TUI Group announced last week that it is looking into capital-light growth options for its luxury cruises subsidiary Hapag-Lloyd, including a possible joint venture with an international partner.
According to fvw information, Royal Caribbean Cruises is poised to buy into the premium German cruise line through TUI Cruises, its existing joint venture with TUI Group. Negotiations are apparently well advanced and a deal could be sealed next month. However, there are still various uncertainties, company sources indicated. TUI declined to comment on the speculation.
Royal Caribbean (RCL), the world's second-biggest cruise company with 63 ships, would be a logical partner for Hapag-Lloyd Cruises given TUI's successful cooperation with the US company in the TUI Cruises joint venture, which was set up back in 2008. For RCL, whose brands include Celebrity Crusies and Azamara, it would be a further move into the luxury market following the acquisition of Silversea Cruises in 2018.
According to analysts, Hapag-Lloyd Cruise makes a profit of around €50 million on turnover of €320 million, and could have a value of over €1 billion. A sale of a 50% stake could thus bring in a sizeable sum to boost TUI Group's profits this year.
For its part, Hapag-Lloyd Cruises has a relatively small fleet comprising two five-star-plus luxury ships, the Europa 1 and Europa 2, and the new five-star expedition ships Hanseatic Nature and Hanseatic Inspiration as well as the older four-star expedition ship, the Bremen. This will be replaced in 2021 by the five-star Hanseatic Spirit. All the ships are owned by TUI Group.
Meanwhile, TUI Group already made a minor disposal last month with the sale of holiday homes and Northern Europe holidays specialist Wolters to online portal E-Domizil, part of the E-Hoi Group. TUI explained that there had been few synergies with Wolters and said the transaction "marks a further step towards a sharpening of TUI's profile as a vertically integrated tourism group and reduces its dependence on the traditional tour operation business".
Another strategic move came last week with the sudden and unexpected announcement that TUI Italia, the group's small Italian tour operator business would close down as of March 15. The group's incoming business to Italy is not affected by the decision.
TUI Italia managing director Marco Amos told business partners that the traditional tour operator business was "volatile for the whole industry" and TUI's tour operators had to be further "harmonised and standardised in future". Against this background, TUI Group had decided that these were not the right conditions for TUI Italia to develop positively in future.
The Italian tour operator, which had been re-branded from 'I Viaggi del Turchese' in recent years, has revenues of just €55 million, according to Italian travel news portal Qualitytravel.it.

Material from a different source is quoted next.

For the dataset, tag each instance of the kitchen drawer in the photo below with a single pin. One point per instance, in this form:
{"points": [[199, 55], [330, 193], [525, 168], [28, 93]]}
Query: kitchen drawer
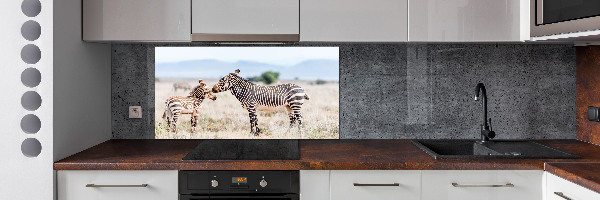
{"points": [[314, 184], [568, 189], [246, 17], [342, 184], [162, 185], [479, 184], [136, 20]]}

In contrast, one part of TUI's business is set for takeoff later this year. The German market leader has decided to station two long-haul B787-8 'Dreamliners' at Düsseldorf Airport for winter 2020/21. TUIfly will fly several times a week to the Caribbean (Dominican Republic and Mexico), bringing hotel guests to their destination and cruise passengers to their port of departure.
TUIfly already announced in November that it would launch long-haul flights next winter with two Dreamliners but the departure airport had not been revealed. The airline plans to operate five long-haul planes from German airports in 2021.